Alina’s Garden in Santiago de Cuba province
Photo Feature by Dariela Aquique
HAVANA TIMES, Dec 2 — On a beautiful Saturday morning, I prepared to make a photo report to record images of nature, especially the wonders of our flora. On the road that leads to the town of Caney is “El Jardin de los Helechos” (The Fern Garden), a scientific institution dedicated to the collection, preservation and exhibition of various plant species. This place is also included among the attractions of some tourism excursions.
However that wasn’t where I stopped. A little further on down that same road is another garden: “La Mariposa.” It’s not an institutional center, but it is unique and it owes itself entirely to the dedicated hands of its creator: Alina Machado.

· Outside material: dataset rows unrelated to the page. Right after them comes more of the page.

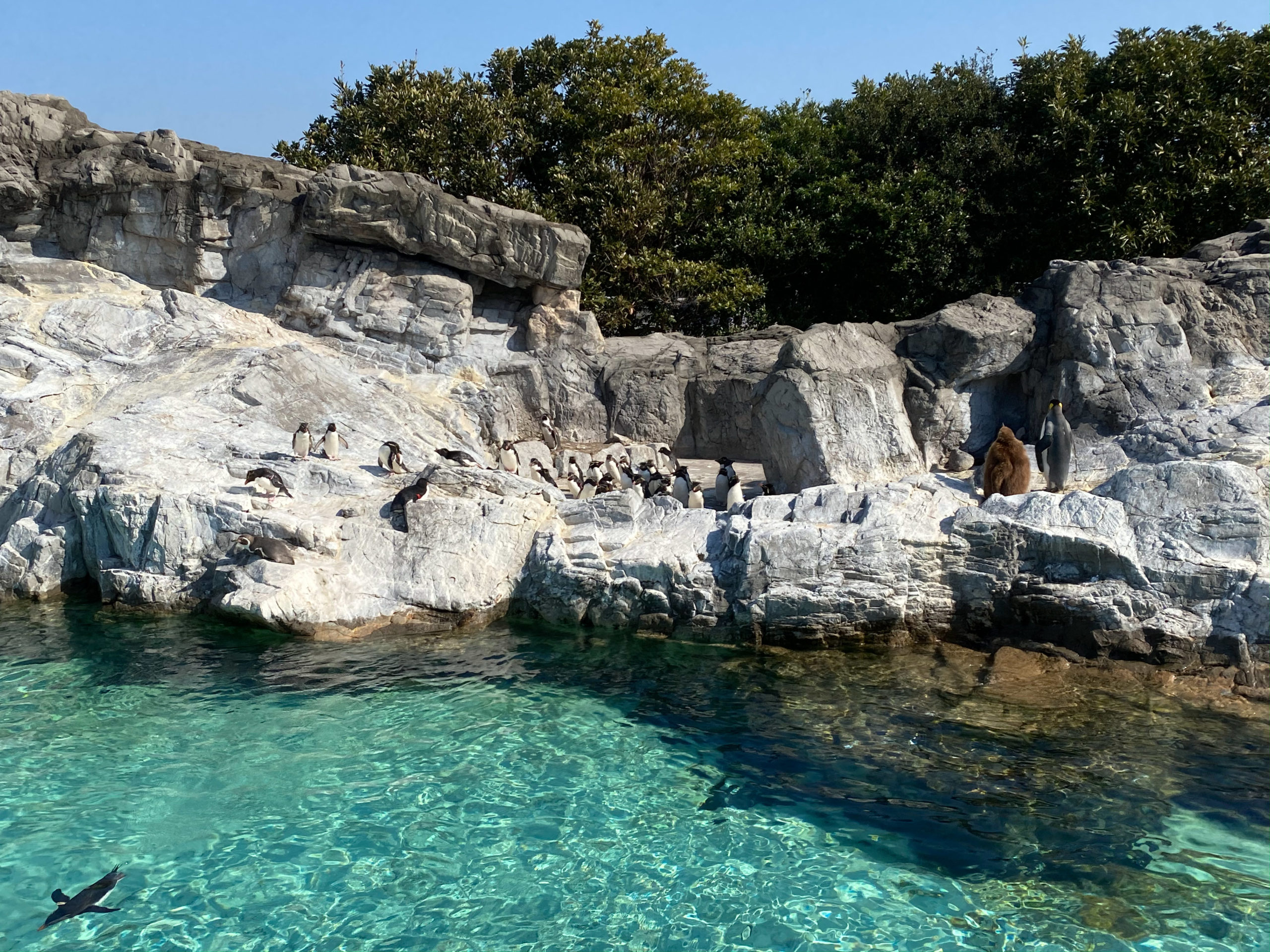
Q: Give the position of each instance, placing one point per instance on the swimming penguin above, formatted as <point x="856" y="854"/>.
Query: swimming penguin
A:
<point x="397" y="511"/>
<point x="1055" y="448"/>
<point x="85" y="900"/>
<point x="271" y="477"/>
<point x="1006" y="469"/>
<point x="543" y="473"/>
<point x="460" y="459"/>
<point x="390" y="457"/>
<point x="332" y="442"/>
<point x="507" y="456"/>
<point x="273" y="550"/>
<point x="550" y="434"/>
<point x="302" y="442"/>
<point x="697" y="498"/>
<point x="681" y="485"/>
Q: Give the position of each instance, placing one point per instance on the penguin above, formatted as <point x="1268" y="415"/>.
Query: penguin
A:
<point x="1006" y="469"/>
<point x="460" y="459"/>
<point x="681" y="485"/>
<point x="272" y="550"/>
<point x="271" y="477"/>
<point x="302" y="442"/>
<point x="666" y="460"/>
<point x="543" y="473"/>
<point x="611" y="468"/>
<point x="397" y="511"/>
<point x="722" y="480"/>
<point x="1055" y="448"/>
<point x="85" y="900"/>
<point x="507" y="456"/>
<point x="550" y="434"/>
<point x="332" y="442"/>
<point x="390" y="457"/>
<point x="697" y="498"/>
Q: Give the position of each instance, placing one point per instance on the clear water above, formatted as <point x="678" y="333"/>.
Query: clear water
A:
<point x="527" y="789"/>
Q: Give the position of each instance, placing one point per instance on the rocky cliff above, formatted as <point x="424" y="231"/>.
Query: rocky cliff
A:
<point x="169" y="313"/>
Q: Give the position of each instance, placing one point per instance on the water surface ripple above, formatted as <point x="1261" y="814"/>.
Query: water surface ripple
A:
<point x="532" y="789"/>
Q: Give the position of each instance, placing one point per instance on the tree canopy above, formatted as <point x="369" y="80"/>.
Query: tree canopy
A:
<point x="709" y="216"/>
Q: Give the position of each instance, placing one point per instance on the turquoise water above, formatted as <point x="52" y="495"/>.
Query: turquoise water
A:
<point x="527" y="789"/>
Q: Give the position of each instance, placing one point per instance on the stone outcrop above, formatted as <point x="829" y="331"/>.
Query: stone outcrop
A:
<point x="169" y="313"/>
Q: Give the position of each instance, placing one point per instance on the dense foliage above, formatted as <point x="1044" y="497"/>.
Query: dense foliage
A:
<point x="708" y="215"/>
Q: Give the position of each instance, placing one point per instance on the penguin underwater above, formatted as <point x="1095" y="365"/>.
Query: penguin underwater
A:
<point x="1055" y="448"/>
<point x="84" y="901"/>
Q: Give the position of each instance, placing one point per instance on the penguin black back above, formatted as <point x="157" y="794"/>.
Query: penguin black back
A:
<point x="84" y="901"/>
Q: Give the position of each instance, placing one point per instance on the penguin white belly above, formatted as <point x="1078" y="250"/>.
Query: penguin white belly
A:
<point x="681" y="490"/>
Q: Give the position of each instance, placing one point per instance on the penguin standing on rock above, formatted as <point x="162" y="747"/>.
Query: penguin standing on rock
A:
<point x="1006" y="469"/>
<point x="270" y="477"/>
<point x="683" y="483"/>
<point x="397" y="511"/>
<point x="272" y="550"/>
<point x="390" y="457"/>
<point x="302" y="442"/>
<point x="1055" y="448"/>
<point x="507" y="456"/>
<point x="332" y="442"/>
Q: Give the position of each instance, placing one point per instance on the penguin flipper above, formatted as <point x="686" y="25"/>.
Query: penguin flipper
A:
<point x="1042" y="446"/>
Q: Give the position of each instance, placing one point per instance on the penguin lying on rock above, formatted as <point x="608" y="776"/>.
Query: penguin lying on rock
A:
<point x="273" y="550"/>
<point x="271" y="477"/>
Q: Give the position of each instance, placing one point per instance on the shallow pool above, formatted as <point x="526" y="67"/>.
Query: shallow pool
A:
<point x="532" y="789"/>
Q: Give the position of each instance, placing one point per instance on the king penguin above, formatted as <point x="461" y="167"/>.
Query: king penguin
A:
<point x="302" y="442"/>
<point x="1055" y="448"/>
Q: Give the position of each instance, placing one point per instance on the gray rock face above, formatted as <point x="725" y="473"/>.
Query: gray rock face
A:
<point x="833" y="412"/>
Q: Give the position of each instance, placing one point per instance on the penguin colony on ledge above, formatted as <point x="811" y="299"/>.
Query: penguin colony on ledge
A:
<point x="1006" y="470"/>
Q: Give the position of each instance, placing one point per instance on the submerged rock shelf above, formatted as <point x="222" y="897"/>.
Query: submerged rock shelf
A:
<point x="169" y="314"/>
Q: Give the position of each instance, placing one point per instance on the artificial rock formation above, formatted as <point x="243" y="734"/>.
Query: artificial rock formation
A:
<point x="169" y="313"/>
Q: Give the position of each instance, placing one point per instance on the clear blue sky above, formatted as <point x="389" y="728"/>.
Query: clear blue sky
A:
<point x="242" y="75"/>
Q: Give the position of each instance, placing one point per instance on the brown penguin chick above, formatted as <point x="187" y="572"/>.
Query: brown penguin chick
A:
<point x="1006" y="470"/>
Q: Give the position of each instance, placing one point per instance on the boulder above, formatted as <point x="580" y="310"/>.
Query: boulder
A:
<point x="832" y="411"/>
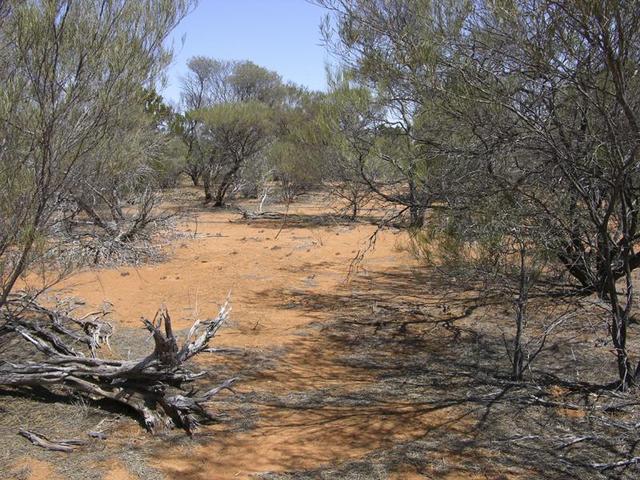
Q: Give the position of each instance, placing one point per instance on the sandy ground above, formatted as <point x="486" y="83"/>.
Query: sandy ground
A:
<point x="263" y="275"/>
<point x="385" y="371"/>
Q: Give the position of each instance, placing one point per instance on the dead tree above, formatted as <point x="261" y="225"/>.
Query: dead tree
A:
<point x="66" y="358"/>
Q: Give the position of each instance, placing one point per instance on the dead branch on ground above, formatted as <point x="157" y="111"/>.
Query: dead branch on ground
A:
<point x="154" y="386"/>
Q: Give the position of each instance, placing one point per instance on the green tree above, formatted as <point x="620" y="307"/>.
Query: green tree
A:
<point x="70" y="71"/>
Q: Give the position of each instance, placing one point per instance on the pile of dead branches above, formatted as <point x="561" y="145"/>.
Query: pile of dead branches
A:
<point x="63" y="356"/>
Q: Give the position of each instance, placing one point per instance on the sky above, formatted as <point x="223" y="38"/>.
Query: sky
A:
<point x="281" y="35"/>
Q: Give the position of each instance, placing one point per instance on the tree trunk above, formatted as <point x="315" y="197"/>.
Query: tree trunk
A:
<point x="521" y="306"/>
<point x="206" y="181"/>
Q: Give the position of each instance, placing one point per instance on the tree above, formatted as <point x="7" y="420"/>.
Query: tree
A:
<point x="536" y="98"/>
<point x="205" y="85"/>
<point x="230" y="135"/>
<point x="70" y="71"/>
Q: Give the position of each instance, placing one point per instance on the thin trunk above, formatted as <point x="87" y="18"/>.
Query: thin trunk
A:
<point x="521" y="306"/>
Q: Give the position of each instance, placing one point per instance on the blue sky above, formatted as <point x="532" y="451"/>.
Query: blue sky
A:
<point x="282" y="35"/>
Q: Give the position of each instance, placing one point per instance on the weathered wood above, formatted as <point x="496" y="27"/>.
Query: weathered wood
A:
<point x="153" y="386"/>
<point x="53" y="445"/>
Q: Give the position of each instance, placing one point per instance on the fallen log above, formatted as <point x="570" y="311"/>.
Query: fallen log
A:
<point x="155" y="387"/>
<point x="54" y="445"/>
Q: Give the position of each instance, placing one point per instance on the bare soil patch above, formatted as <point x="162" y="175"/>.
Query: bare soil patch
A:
<point x="390" y="372"/>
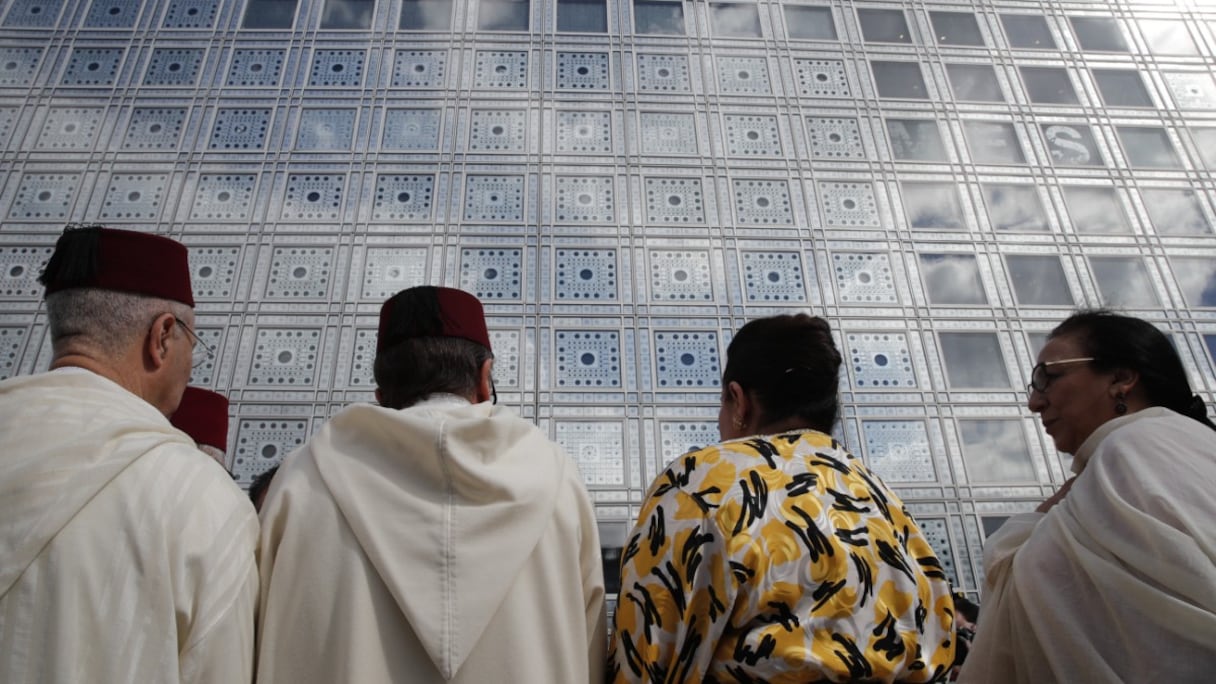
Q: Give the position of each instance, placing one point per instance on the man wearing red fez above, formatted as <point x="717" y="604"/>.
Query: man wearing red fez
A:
<point x="125" y="554"/>
<point x="434" y="537"/>
<point x="202" y="414"/>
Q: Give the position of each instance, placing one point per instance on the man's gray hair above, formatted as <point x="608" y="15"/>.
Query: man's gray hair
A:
<point x="105" y="319"/>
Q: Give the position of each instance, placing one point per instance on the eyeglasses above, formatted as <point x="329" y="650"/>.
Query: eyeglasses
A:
<point x="1040" y="380"/>
<point x="202" y="353"/>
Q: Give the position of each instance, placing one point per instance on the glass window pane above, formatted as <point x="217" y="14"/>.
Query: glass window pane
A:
<point x="884" y="26"/>
<point x="1197" y="279"/>
<point x="348" y="13"/>
<point x="899" y="79"/>
<point x="1096" y="209"/>
<point x="810" y="23"/>
<point x="1124" y="281"/>
<point x="269" y="13"/>
<point x="915" y="140"/>
<point x="1029" y="32"/>
<point x="1098" y="34"/>
<point x="1015" y="208"/>
<point x="656" y="17"/>
<point x="735" y="20"/>
<point x="1121" y="88"/>
<point x="583" y="16"/>
<point x="952" y="280"/>
<point x="1175" y="212"/>
<point x="975" y="83"/>
<point x="1148" y="147"/>
<point x="956" y="28"/>
<point x="1039" y="280"/>
<point x="973" y="360"/>
<point x="1050" y="85"/>
<point x="992" y="143"/>
<point x="426" y="15"/>
<point x="995" y="450"/>
<point x="932" y="206"/>
<point x="502" y="15"/>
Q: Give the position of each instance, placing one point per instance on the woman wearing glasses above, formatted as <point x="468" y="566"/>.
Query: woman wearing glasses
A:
<point x="1114" y="577"/>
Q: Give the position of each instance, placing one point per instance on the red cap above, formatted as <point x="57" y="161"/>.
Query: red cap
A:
<point x="432" y="312"/>
<point x="107" y="258"/>
<point x="203" y="415"/>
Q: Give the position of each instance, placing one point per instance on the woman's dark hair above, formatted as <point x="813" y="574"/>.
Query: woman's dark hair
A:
<point x="1124" y="342"/>
<point x="791" y="366"/>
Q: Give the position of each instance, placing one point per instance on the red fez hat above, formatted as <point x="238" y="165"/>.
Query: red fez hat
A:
<point x="432" y="312"/>
<point x="203" y="415"/>
<point x="107" y="258"/>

It’s an environment that’s not at all formal, without the structure of a guided tour or lines delivered as if they’d been memorized by rote in the shade of some mango tree. Each of us with an aromatic cup of coffee in hand, the gardener and I talked for the first time. This is how I learned that seventeen years ago she devoted herself entirely to the art of growing plants.
This profound woman, who offers an intelligent and pleasant conversation, does not come from a rural background. She was a philologist by profession and for many years worked as a professor of literature in the Humanities Department of the Higher Pedagogical Institute. Yet, as luck would have it, she wound up becoming a gardener.
She talked about how she doesn’t believe in myths about musical spells and their effect on plants and shrubs. She employs a more personal touch: She talks with her plants just as she once did with her students. The name of the garden comes from our national flower and she regrets not having yet achieved the best specimens, it was here that she interrupted her narrative to appeal to the proverbial phrase: “In the home of the blacksmith, a wooden knife.”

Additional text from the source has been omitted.